Anyway, maybe the former NFA GM has a point in the matter of addressing the current crisis out in the market. But the more important concern of P-Noy and his economic advisers is how to revise the time worn policies and work flows of NFA that are at the root of the current spike in local rice prices.

The current shortages that have resulted in serious increases in retail prices should be enough signal that something is seriously wrong that demands presidential attention and action.

As for those two container loads of misdeclared garlic shipment intercepted in Batangas, I understand that Customs is duty bound to destroy all of that under an agreement with the Department of Agriculture. The DA is citing the absence of a sanitary certification for the shipment which it says opens the danger of disease contamination.

The DTI is reportedly trying to gain control over the shipment because in the light of the current shortage, it could help alleviate the spiraling of prices in the market. It should be easy enough to check on whether the shipments are contaminated or not but it seems silly to just destroy all that garlic in the light of the current shortage.

Oh well… Given that AFTA has taken away almost all barriers to entry except for rice, maybe we should just let the smugglers run the show. They have proven to have helped our consumers in a way our economic managers have consistently failed through the years.


In a train compartment, there are three men and a young woman. These four passengers join in conversation, which very soon turns to the erotic. Then the young woman proposes, “If each of you will give me $1, I will show you my legs.”
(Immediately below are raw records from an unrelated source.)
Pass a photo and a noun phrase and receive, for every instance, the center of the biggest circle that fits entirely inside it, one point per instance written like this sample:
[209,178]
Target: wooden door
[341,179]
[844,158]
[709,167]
The men, charmed by this young woman, all pull a dollar bill out of their wallet. And then the girl pulls up her dress a bit to show her legs.

Then she says, “If each of you gentlemen will give me $10, I’ll show you my thighs”.

And the three men, being what they are, all pull out a $10 bill. The girl pulls up her dress all the way to her legs in full.

Conversation continues, and the men, a bit excited, have all taken off their coats.

Then the young girl says, “If you will give me $100, I will show you where I was operated on for appendicitis.”

All three men fork over the money.

The girl then turns to the window and points outside at a building they’re passing. “See there in the distance? That’s the hospital where I had it done!”